Renovicted in Verdun: New borough rules on apartment combinations don't extend to triplexes
Squeezed out of the Verdun rental market, tenants like Quinten Sheriff wonder what their future is in Montreal
Quinten Sheriff is packing up his belongings, preparing to leave his second-floor apartment in a Verdun triplex.
It's not by choice. Sheriff is being evicted so that his landlord can merge two apartments for his expanding family.
"I wonder what my future may be in Montreal if I have been pushed out of the last neighbourhood that people tell me is affordable and livable," Sheriff said.
What's happening to Sheriff is increasingly common in Montreal. In Verdun, housing advocates are worried that a recently passed bylaw doesn't go far enough to protect these tenants from eviction.
On Nov. 3, the Verdun borough council voted unanimously to amend residential zoning rules. The amendment extended protections against unit mergers in buildings with five units or more. The law also banned subdivisions.
"We were getting a lot of pressure from all sides," said Pierre L'Heureux, a Verdun borough councillor. "I know that it's not pleasing to everyone but it's a compromise."
And it leaves people like Sheriff with no protection.
He had been hoping that the new restrictions would extend to triplexes. He says he is now priced out of his neighbourhood and has to move out of the area.
Housing crisis in Verdun
The bylaw passed amid increasing concern that the loss of rental properties is having an effect on the Verdun housing market.
Marie-Andrée Mauger, a Verdun councillor, says that between 2004 and 2013, Verdun lost 400 rental properties as a result of unit mergers. That pace seems to be accelerating. In 2020, as of Nov. 3, 61 rentals had disappeared from the market.

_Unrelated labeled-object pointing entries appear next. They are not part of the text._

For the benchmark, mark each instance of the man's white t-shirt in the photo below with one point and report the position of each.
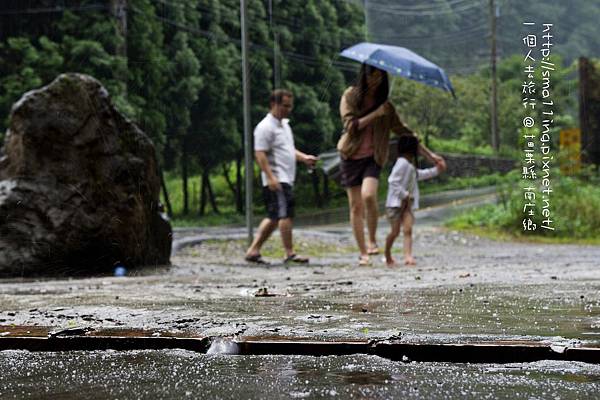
(275, 138)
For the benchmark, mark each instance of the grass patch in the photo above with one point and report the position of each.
(574, 207)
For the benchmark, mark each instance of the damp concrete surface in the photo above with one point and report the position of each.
(464, 289)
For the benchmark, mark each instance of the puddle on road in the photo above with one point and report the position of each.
(176, 374)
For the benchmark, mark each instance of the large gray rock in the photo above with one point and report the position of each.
(79, 185)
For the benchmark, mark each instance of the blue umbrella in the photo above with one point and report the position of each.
(401, 62)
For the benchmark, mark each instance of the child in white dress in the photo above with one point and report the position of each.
(403, 196)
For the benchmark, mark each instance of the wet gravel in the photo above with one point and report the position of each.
(177, 374)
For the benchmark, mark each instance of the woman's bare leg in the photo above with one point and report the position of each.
(369, 197)
(357, 213)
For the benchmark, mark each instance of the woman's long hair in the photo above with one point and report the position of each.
(361, 87)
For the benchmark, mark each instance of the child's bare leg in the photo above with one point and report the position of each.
(389, 241)
(407, 224)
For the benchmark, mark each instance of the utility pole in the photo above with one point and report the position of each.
(276, 67)
(494, 94)
(249, 170)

The council says more than 70 people wrote in. The Comité d'action des citoyennes et citoyens de Verdun (CACV) had more than 150 residents of Verdun sign an open letter to the council, pushing for the restrictions to apply to triplexes and duplexes.
Steve Baird, a community organizer at the CACV, is disappointed that the borough stopped short of offering merger protections to the smaller buildings.
"If we had in Verdun the version of the bylaw that they have on the Plateau, [Sheriff] wouldn't be facing eviction," Baird said.
But L'Heureux says different boroughs mean different demographics: "There is no solution that fits all the needs across Montreal."
For instance, a new bylaw in Villeray–St-Michel–Parc-Extension allows renovations combining two apartments in buildings of six units or fewer, as long as the merged apartment doesn't exceed 2150 square feet.
Rosemont–La-Petite-Patrie, as well as Mercier–Hochelaga-Maisonneuve, however, have restricted combinations in triplexes and larger, but not duplexes.
Baird said of the Villeray and Verdun rulings, "In the end, all the bylaws adopted in Montreal boroughs are fairly weak in preventing this kind of transformation."
As for Sheriff, he recalls asking his landlord, "Would you take someone in my situation, an unemployed, full-time student who has no salary for the next two years?"
Sheriff will be leaving his apartment before Dec. 21, moving to a smaller apartment in Hochelaga-Maisonneuve.